Metode lainnya adalah Eye Movement Desensitization and Reprocessing (EMDR). EMDR adalah salah satu teknik psikoterapi interaktif yang bertujuan untuk meredakan stres. Bahkan bila perlu, korban dapat dibantu obat-obatan dari psikiater.

Ketakutan yang dialami korban KBGO bukan tanpa alasan, sebab konten yang bermuatan kesusilaan sangat cepat menyebar di media sosial. Hal ini berkenaan dengan citra atau reputasi korban di tengah masyarakat.

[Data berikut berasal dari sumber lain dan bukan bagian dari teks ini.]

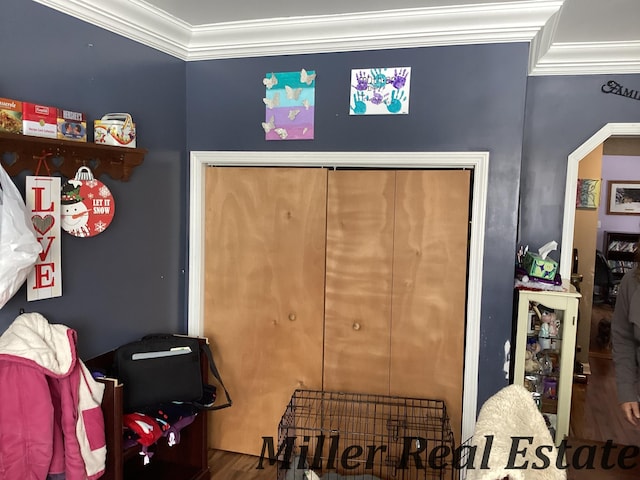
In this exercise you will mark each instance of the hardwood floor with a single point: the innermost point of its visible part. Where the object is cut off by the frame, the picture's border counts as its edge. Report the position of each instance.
(595, 419)
(595, 415)
(233, 466)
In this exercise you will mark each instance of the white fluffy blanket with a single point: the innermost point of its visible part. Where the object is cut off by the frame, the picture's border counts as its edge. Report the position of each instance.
(31, 339)
(503, 420)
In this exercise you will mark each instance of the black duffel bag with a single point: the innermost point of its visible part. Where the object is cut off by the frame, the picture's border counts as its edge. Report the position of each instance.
(165, 368)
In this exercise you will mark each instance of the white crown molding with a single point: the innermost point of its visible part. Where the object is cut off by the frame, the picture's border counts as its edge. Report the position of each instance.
(532, 21)
(517, 21)
(588, 58)
(133, 19)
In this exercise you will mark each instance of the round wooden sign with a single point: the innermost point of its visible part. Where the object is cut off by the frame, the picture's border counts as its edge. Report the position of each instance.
(86, 205)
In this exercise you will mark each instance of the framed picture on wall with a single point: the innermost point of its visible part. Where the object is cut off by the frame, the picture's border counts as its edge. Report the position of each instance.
(624, 197)
(588, 194)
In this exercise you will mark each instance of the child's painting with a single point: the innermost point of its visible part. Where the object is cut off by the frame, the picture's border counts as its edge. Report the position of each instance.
(289, 105)
(588, 194)
(380, 91)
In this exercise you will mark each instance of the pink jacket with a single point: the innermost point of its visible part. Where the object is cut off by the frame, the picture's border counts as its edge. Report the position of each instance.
(51, 422)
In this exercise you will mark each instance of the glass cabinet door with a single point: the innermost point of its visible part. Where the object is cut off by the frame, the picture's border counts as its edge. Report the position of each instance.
(545, 353)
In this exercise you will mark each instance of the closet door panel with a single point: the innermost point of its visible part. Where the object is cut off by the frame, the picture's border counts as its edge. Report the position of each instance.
(264, 290)
(360, 213)
(429, 286)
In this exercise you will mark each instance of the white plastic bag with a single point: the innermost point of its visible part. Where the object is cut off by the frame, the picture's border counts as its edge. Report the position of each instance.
(19, 246)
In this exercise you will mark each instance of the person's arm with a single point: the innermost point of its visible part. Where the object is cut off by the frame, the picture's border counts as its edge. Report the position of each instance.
(624, 353)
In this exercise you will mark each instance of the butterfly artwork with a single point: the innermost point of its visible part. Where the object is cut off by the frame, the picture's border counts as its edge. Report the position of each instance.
(289, 105)
(306, 77)
(268, 126)
(271, 81)
(273, 101)
(292, 93)
(293, 114)
(282, 133)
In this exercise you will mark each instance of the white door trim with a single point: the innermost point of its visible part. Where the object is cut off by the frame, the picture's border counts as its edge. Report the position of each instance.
(477, 161)
(609, 130)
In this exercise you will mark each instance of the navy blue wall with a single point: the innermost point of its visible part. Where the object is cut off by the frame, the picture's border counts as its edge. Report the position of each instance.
(128, 280)
(463, 98)
(562, 113)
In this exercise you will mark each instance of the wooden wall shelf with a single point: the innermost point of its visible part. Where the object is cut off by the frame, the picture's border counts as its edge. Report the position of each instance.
(23, 152)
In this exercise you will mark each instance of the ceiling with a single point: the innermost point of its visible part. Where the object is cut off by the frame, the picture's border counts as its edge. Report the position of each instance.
(566, 36)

Baca Juga: The Glory: Rantai Kekerasan yang Sulit Terputus, Korban Berubah Menjadi Pelaku

Selain pemulihan mental, korban KBGO juga membutuhkan pemulihan reputasi. Dalam hal ini, korban memiliki hak untuk meminta penghapusan konten yang bermuatan kesusilaan atau biasa dikenal dengan istilah right to be forgotten. Hak ini telah diakomodir dalam Undang-Undang Tindak Pidana Kekerasan Seksual Nomor 12 Tahun 2022 (UU TPKS) Pasal 70 Ayat 2 Huruf I.

Penyebaran konten kesusilaan yang berkenaan dengan korban akan membangun stigma negatif masyarakat terhadap korban. Pemulihan reputasi ini dilakukan untuk menangkal stigma negatif tersebut. Pulihnnya reputasi korban di masyarakat secara tidak langsung juga akan membantu pemulihan mental korban KBGO.

Sedangkan pelaku penyebaran konten bermuatan kesusilaan dapat dijerat dengan Undang-Undang Nomor 19 Tahun 2016 tentang Informasi dan Transaksi Elektronik. Dalam salah satu pasal, pelaku dapat dipidana penjara paling lama 6 tahun dan/atau denda paling banyak Rp1.000.000.000 ( Pasal 27 ayat (1)). Selain itu, Undang-Undang Tindak Pidana Kekerasan Seksual juga dapat digunakan untuk menjerat pelaku dalam hal perbuatan pelaku memenuhi unsur perbuatan kekerasan seksual berbasis elektronik.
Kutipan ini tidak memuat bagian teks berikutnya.